The Formation of the Marriage Union

The importance of this step—ill-formed marriages—be guided by advice—mutual attachment indispensable—beauty—love of the person—mind, manners, countenance and heart—marrying for money—disappointments—prudence in your choice—equality in age, rank and condition—ministers' wives—harmony of religious sentiments—widows and widowers—a second wife—preparation for marriage.

 "Happy they! the happiest of their kind!

Whom gentler stars unite; and in one fate

Their hearts, their fortunes, and their being blend."

     It must be evident to all that marriage is a step of incalculable importance, and ought never to be taken without the greatest consideration and the utmost caution. If the duties of this state are so numerous and so weighty, and if the right discharge of these obligations, as well as the happiness of our whole life, and even our safety for eternity depend, as they necessarily must do, in no small measure upon the choice we make of a husband or wife, then let reason determine with what deliberation we should advance to such a connection. It is obvious that no decision of our whole earthly existence requires more of the exercise of a calm judgment than this; and yet observation proves how rarely the judgment is allowed to give counsel, and how generally the imagination and the passions settle the business.

     A very great portion of the misery and of the crime with which society is depraved and afflicted is the result of ill-formed marriages. To use the beautiful language of another, "those who enter the marriage state cast a die of the greatest contingency, and yet of the greatest interest in the world, next to the last throw for eternity. Life or death, felicity or a lasting sorrow, are in the power of marriage. A woman indeed ventures most, for she hath no sanctuary to retire to from an evil husband; she must dwell upon her sorrow, which her own folly hath produced; and she is more under it, because her tormentor hath warrant of prerogative, and the woman may complain to God, as subjects do of tyrant princes, but otherwise she hath no appeal in the causes of unkindness. And though the man can run from many hours of sadness, yet she must return to it again; and when he sits among his neighbors, he remembers the objection that lies in his bosom, and he sighs deeply."

     If, however, it were merely the comfort of the married pair themselves that was concerned, it would be a matter of less consequence, a stake of less value; but the wellbeing of a family, not only for this world, but for the next, and equally so the well-being of their descendants, even to a remote period, depends upon this union. In the ardor of passion, few are disposed to listen to the counsels of prudence; and perhaps there is no advice, generally speaking, more thrown away, than that which is offered on the subject of marriage.

      Most persons, especially if they are already attached to a selected object, although they have not committed themselves by a promise or even a declaration, will go on in the pursuit, blinded by love to the indiscretion of their choice; or desperately determined, with the knowledge of that indiscretion, to accomplish, if possible, their purpose.
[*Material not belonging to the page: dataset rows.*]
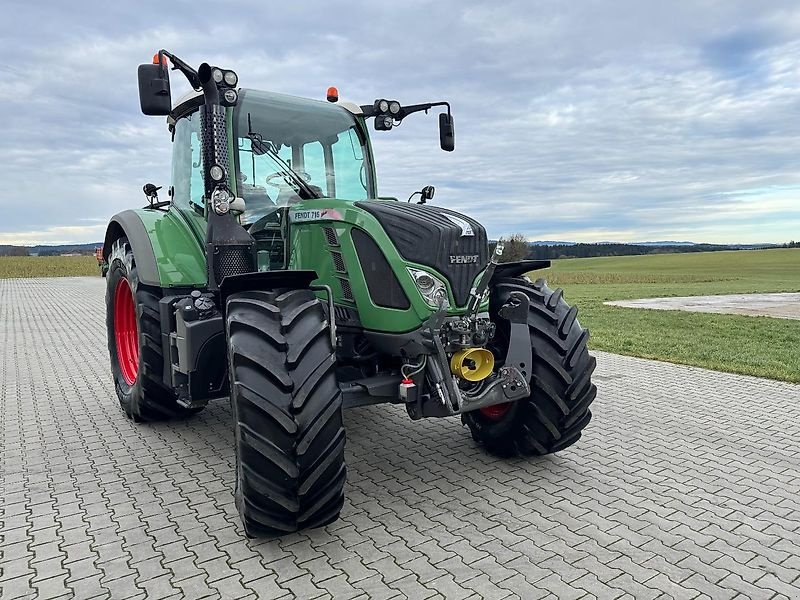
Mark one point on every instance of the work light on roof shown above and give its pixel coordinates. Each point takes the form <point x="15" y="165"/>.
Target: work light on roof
<point x="231" y="78"/>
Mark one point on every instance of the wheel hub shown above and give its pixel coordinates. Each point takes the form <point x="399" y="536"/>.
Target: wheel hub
<point x="126" y="332"/>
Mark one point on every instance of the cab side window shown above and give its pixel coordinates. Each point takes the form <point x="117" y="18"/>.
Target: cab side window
<point x="187" y="171"/>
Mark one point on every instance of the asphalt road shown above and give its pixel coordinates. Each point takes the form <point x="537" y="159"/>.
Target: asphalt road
<point x="685" y="484"/>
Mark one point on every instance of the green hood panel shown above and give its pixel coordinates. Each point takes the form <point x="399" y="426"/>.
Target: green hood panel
<point x="311" y="248"/>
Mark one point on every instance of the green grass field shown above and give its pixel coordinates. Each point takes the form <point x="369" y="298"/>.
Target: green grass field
<point x="761" y="346"/>
<point x="47" y="266"/>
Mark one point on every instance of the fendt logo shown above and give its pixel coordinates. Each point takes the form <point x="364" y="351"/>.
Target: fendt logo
<point x="463" y="259"/>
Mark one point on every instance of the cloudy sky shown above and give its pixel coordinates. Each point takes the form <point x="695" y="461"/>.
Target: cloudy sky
<point x="588" y="120"/>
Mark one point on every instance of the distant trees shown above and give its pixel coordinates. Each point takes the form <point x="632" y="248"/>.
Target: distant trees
<point x="14" y="251"/>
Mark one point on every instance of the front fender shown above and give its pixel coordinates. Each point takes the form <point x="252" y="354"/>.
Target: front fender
<point x="167" y="251"/>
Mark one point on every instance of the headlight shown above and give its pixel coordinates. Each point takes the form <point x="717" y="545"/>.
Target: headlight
<point x="433" y="289"/>
<point x="221" y="201"/>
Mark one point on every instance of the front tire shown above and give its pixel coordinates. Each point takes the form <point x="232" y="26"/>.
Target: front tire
<point x="287" y="410"/>
<point x="553" y="416"/>
<point x="134" y="342"/>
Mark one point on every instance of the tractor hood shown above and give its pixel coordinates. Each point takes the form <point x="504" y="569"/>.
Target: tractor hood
<point x="451" y="243"/>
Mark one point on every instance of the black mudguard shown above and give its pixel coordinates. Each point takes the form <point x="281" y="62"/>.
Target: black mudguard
<point x="518" y="267"/>
<point x="129" y="225"/>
Upon such individuals, reasoning is wasted, and they must be left to gain wisdom in the only way by which some will acquire it—painful experience. To others, who may be yet disengaged, and disposed to hearken to the language of advice, the following remarks are offered. In the affair of marriage, be guided by the advice of parents or guardians. Parents have no right to select for you, nor ought you to select for yourself, without consulting with them. How far they are vested with authority to prohibit you from marrying a person whom they disapprove, is a point of casuistry very difficult to determine.